Brauchbarkeitsprüfung in Feldatal: Jagdverein Alsfeld führte erste BP nach neuer Prüfungsordnung durch
In das schöne herbstlich gefärbte Feldatal hatte Suchenleiter Manfred Schlosser sieben Jagdgebrauchshundeführer mit ihren Hunden am 17. Oktober 2009 zur Brauchbarkeitsprüfung eingeladen.

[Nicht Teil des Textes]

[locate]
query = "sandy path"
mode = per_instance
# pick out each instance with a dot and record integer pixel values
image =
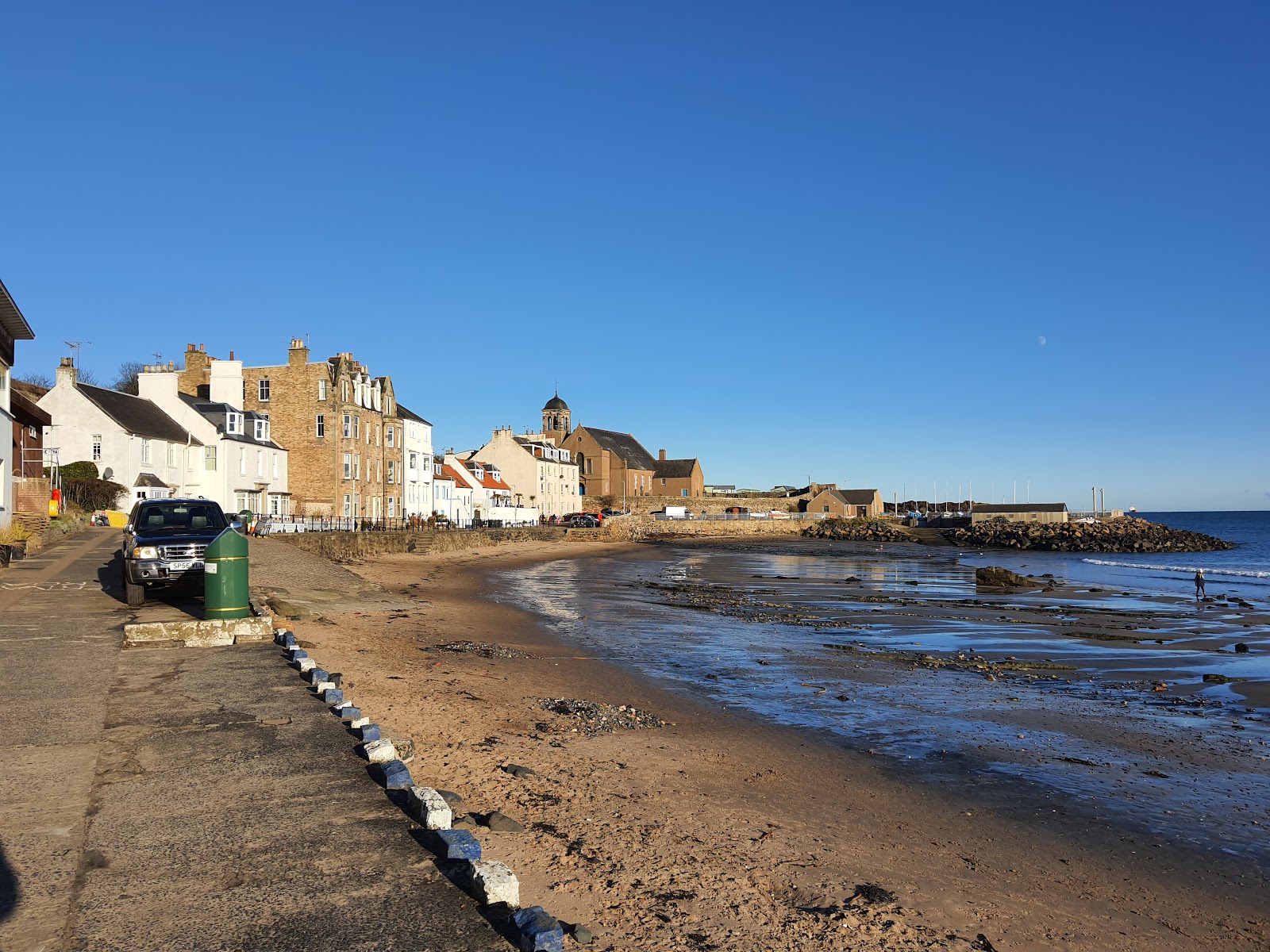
(717, 831)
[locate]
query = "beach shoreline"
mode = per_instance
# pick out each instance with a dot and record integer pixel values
(722, 831)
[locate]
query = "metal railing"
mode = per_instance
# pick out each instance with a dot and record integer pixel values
(283, 524)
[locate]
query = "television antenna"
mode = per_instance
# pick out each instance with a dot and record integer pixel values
(75, 348)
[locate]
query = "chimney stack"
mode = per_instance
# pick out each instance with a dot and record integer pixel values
(67, 372)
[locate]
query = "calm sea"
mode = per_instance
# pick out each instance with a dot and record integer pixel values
(1244, 569)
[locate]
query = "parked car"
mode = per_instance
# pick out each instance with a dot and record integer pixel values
(164, 543)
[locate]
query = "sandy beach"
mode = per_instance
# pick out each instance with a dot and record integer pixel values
(723, 831)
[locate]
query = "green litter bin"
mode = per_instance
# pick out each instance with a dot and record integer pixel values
(225, 587)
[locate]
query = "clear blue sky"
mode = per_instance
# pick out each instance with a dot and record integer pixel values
(878, 244)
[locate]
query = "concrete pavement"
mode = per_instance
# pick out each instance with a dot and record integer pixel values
(188, 799)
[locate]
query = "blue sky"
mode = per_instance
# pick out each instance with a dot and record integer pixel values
(876, 244)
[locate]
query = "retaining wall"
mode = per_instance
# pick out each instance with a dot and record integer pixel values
(346, 546)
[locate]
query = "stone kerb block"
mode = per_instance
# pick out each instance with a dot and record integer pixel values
(452, 844)
(539, 931)
(431, 808)
(493, 882)
(393, 774)
(379, 752)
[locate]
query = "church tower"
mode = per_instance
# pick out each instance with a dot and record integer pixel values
(556, 423)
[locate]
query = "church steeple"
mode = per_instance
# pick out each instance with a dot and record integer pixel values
(556, 418)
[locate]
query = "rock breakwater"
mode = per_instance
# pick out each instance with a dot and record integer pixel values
(1122, 535)
(857, 531)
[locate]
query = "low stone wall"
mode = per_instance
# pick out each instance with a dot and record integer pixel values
(639, 505)
(641, 528)
(348, 546)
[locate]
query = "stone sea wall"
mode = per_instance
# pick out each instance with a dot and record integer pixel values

Nicht zum ersten Mal führte der Jagdverein Alsfeld in den Jagdrevieren um Feldatal eine Prüfung zur Erlangung der jagdlichen Brauchbarkeit für Jagdgebrauchshunde durch.
In diesem Jahr wurde nach der noch neuen, seit 01.11.2008 gültigen, Brauchbarkeitsprüfung für das Land Hessen geprüft.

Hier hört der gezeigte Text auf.